With Fast-Growing Fintechs Taking a Toll, Banks Will Soon Claim Less Than 50% of Payments Revenue

Financial institutions have been battling fast-growing fintechs and other nonbanks for payments share and revenue for years, but now new research indicates banks, which have historically controlled this crucial business, are on the cusp of slipping from that dominant perch.

In 2017, U.S. banks’ total payments revenue netted out to $163 billion, with nonbanks claiming revenue of $136 billion, according to the research released recently by Accenture Payments. That already meant nonbanks ranging from the likes of Apple Pay, PayPal, and Square to less well-known players claimed a 45% share of revenue last year.

Martien: For banks, “technology deployment needs to happen faster with more agile adoption and monetization.”

But by 2020, the research projects the nonbank share will rise to $177 billion versus $167 billion for banks, tipping the balance in favor of nonbanks for the first time as they claim a 51% share. The change in nonbanks’ favor will come about over the next two years as banks gain $15 billion in revenue but lose nearly $12 billion to pricing pressure and business lost to what Accenture calls “new players.”

Nonbanks will sustain pricing pressure as well, which will exact a $27 billion toll. But they will reap enough new business—$69 billion worth—to more than offset the leakage to lower pricing, Accenture forecasts.

“Our analysis indicates that incremental revenues are projected to accrue primarily to nonbanks over the next few years,” says Frank Martien, managing director for payments at Accenture and author of the study, in a blog post about the research. “The beneficiaries include players already in the value chain (those less exposed to customer demands, such as rewards, and with more direct access to key platform levers, like processing) and new forms of fintech, [big technology companies], and other third parties phasing into the market.”
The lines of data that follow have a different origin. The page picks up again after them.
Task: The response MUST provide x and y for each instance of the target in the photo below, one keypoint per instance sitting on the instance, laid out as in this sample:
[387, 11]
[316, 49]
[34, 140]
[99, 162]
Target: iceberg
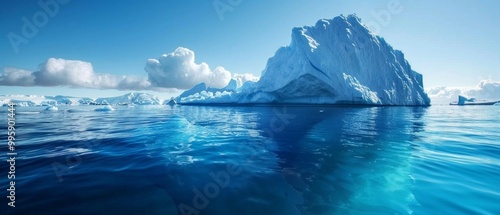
[105, 108]
[485, 89]
[336, 61]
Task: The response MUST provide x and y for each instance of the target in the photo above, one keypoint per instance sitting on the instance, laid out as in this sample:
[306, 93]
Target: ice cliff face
[336, 61]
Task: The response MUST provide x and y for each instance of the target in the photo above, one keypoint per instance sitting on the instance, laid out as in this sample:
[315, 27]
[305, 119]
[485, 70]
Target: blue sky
[452, 43]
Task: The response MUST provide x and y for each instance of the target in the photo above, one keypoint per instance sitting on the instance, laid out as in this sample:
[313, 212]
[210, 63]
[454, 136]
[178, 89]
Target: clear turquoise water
[256, 160]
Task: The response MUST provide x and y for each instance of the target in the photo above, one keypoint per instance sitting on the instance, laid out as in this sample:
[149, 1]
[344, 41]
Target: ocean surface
[255, 160]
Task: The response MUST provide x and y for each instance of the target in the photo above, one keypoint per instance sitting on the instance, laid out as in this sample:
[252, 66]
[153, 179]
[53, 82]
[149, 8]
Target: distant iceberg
[473, 101]
[337, 61]
[105, 108]
[485, 89]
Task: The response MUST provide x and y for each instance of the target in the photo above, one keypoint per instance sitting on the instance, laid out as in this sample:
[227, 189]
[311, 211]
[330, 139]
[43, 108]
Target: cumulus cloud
[73, 73]
[486, 89]
[179, 70]
[171, 72]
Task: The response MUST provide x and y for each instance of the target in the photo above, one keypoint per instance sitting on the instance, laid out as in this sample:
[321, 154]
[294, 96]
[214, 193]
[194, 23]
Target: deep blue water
[256, 160]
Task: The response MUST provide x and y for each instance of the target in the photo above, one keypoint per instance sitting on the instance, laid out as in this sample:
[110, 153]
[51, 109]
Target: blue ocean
[255, 160]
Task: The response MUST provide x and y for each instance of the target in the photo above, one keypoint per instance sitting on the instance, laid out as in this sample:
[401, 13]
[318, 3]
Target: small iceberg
[105, 108]
[462, 100]
[51, 108]
[172, 102]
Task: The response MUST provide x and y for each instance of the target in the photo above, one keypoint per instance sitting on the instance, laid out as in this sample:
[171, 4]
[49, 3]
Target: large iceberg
[336, 61]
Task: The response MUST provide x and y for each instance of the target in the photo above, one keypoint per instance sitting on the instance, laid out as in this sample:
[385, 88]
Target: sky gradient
[451, 43]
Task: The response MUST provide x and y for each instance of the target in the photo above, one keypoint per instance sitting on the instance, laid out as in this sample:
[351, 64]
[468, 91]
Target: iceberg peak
[336, 61]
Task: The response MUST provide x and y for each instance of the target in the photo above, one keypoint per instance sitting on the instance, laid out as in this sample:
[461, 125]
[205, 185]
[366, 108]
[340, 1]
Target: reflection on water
[231, 160]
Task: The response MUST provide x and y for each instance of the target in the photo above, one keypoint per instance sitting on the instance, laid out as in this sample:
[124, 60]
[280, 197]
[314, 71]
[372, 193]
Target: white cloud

The change, though projected over a mere three years, can still seem gradual enough to lull bankers into a sense of complacency, Martien warns, particularly as many nonbank players are only now emerging as major factors in the market long after their launch. “As evidenced by Apple Pay, it can take years for new, disruptive platforms to scale,” he says in the post. “For those who are unprepared, gradual pricing pressure and value leakage may begin to erode many existing business models.”
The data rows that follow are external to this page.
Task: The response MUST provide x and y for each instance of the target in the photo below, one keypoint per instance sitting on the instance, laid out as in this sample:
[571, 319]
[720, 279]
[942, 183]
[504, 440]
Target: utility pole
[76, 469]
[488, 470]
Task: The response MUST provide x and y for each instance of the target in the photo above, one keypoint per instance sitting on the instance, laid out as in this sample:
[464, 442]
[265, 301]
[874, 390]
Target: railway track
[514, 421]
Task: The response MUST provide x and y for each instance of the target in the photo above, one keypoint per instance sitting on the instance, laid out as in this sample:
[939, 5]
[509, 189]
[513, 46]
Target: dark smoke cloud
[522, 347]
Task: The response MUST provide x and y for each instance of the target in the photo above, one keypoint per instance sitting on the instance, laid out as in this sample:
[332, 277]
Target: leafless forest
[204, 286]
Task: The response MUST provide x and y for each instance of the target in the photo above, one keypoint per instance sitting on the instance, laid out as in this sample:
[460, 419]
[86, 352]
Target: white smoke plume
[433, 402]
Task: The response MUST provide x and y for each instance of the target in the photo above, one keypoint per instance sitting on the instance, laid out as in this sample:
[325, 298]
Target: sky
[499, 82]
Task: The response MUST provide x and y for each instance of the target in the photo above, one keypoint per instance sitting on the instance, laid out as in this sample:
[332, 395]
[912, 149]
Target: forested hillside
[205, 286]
Accenture recognizes that at least some major financial institutions have moved to thwart the nonbank challenge, but wonders whether they are doing enough and acting with enough urgency, especially when it comes to new technology.

“Incumbents have already begun moving to protect their revenue base by introducing innovative solutions, such as [the peer-to-peer payments network] Zelle,” says Martien’s post. “Going forward, technology deployment needs to happen faster with more agile adoption and monetization of technologies, such as data analytics, blockchain, and [artificial intelligence]/machine learning.”